Benjamin Kubelsky of Waukegan, Illinois. Oh, you never heard of Benjamin Kubelsky of Waukegan, Illinois? Perhaps his stage name will be more familiar.  Jack Benny.

Jack Benny was a comedy icon of the 20th century. He started in vaudeville, playing the violin and telling jokes. He graduated to radio, film, and television with a persona honed like a Stradivarius.

On his eponymous radio show, Jack Benny played himself, a comedian with a radio show.
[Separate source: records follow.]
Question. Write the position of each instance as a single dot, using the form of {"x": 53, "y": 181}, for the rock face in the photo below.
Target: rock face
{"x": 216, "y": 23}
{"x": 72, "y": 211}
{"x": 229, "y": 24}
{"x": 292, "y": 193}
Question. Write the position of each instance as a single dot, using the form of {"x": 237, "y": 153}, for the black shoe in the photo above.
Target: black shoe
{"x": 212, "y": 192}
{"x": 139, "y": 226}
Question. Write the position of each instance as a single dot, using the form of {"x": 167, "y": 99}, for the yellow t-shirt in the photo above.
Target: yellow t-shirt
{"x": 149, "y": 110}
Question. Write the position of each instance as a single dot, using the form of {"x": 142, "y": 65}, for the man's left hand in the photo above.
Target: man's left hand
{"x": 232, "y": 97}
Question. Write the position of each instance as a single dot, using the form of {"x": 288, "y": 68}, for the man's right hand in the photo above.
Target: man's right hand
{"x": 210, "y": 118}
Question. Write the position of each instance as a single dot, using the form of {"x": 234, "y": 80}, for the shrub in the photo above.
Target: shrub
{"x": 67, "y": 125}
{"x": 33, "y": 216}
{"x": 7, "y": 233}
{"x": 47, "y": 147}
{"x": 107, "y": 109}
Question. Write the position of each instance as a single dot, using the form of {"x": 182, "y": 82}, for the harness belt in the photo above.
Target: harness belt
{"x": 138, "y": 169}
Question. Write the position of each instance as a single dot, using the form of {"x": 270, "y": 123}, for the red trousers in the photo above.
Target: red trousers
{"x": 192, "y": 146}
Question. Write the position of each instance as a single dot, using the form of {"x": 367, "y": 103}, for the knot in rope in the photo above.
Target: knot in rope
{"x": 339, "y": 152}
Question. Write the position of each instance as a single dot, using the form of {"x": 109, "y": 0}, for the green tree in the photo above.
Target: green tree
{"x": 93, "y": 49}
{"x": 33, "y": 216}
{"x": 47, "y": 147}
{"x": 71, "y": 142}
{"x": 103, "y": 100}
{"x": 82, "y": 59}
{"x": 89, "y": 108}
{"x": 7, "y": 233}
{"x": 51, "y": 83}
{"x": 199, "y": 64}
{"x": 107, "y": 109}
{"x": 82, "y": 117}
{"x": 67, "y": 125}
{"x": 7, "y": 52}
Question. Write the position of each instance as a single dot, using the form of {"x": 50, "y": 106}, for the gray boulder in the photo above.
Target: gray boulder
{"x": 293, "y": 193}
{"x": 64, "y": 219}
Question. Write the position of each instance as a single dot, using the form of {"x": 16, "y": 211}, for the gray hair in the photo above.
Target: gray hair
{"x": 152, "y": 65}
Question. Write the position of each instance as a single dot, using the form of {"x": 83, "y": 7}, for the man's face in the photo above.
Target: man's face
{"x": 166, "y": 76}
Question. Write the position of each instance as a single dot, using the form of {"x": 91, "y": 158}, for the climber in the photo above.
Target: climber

When Benny moved to television, the paradigm remained, as did Benny’s hallmarks for his fictional alter ego.

He constantly claimed an age of 39.

He lived in Beverly Hills with a polar bear named Carmichael in the basement.

He drove a 1920s Maxwell that was, indeed, a loud lemon of a car.

And he was cheap, the kind of cheap that inspired him to ask his valet, Rochester, to go to the train tracks with a nearly empty toothpaste tube, place the tube on the tracks, and retrieve the remaining toothpaste that a locomotive forced from the bottom of the tube.

I often think about Jack Benny, not only because I’m a nostalgia buff, but also because he serves as a symbol for writers – Be cheap with words.

The key to good communication, after all, is brevity.